ACROBATS AND FOR SALE SIGN
For example, former oil executive, Kolja Rockov, whose extravagant wedding with dancers and acrobats became a local online sensation three years ago, briefly put his unfinished mansion on the market for $6.9 million, according to listings. Work appeared to stall on his house as an SEC filing showed he involuntarily sold 239,000 shares of the company’s tanking stock he had used as a collateral for a loan. Rockov lost his job as Linn Energy LLC’s (LINE.O) CFO in August.
Rockov could not be reached for comment.
Luxury car sales are also slower in Houston than in other parts of the state and the country.
“If you’re working for an energy company, you see all this stress around you, it might nick your purchase confidence, even if you are fairly high income,” Earl Hesterberg, chief executive of Houston-based Group 1 Automotive Inc (GPI.N), told Reuters.

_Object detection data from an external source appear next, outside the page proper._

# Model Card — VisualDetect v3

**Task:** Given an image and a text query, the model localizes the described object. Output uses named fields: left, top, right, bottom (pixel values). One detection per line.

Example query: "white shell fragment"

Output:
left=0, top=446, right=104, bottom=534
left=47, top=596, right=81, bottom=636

He said excess inventory was most acute for top line BMW (BMWG.DE) and Mercedes-Benz (DAIGn.DE) models in Texas and Oklahoma.
In a nod to the downturn, Ouisie’s Table, a River Oaks institution, is now offering its “Oil Barrel Bargain,” a three course dinner for the price of a barrel of oil, now around $30.
To be sure, oil executives are not alone in feeling the pain. Many blue collar jobs in oilfield equipment production have disappeared. So have thousands of middle management jobs in oil exploration and production. A regular Uber customer is likely at some point to ride with a former energy industry professional.
“It pays for the mortgage,” said Matthew Clemonds, who once did mapping for pipeline companies and now works for the ride-sharing company.
Job growth has slowed to a crawl from the breakneck pace of 100,000 a year during the oil boom; housing starts are down and subleasing of new office space is rising, according to government data and NAI Partners, a real estate consultancy.
But so far, owing to its diversity, the metropolitan economy has shown remarkable resilience, adding 20,000 jobs to just over 3 million last year.
For example, Houston is home to the Texas Medical Center, the world’s largest cluster of hospitals, research facilities and affiliated universities, which says it employs 106,000.
In the energy sector, about $50 billion being invested in new petrochemical plants to take advantage of cheap supplies is helping offset upstream job losses.
“This is the best oil price downturn we have ever had,” said Ted Jones, chief economist at Stewart Title Guaranty Company. “We still have more jobs than we have ever had in history.”
Bill Gilmer, a University of Houston economist, says so far it has paid off to tough it out through oil’s booms and busts and notes that ever since 1969 Houston has consistently ranked among the fastest growing U.S. cities.
“The only problem is that it can be a rollercoaster.”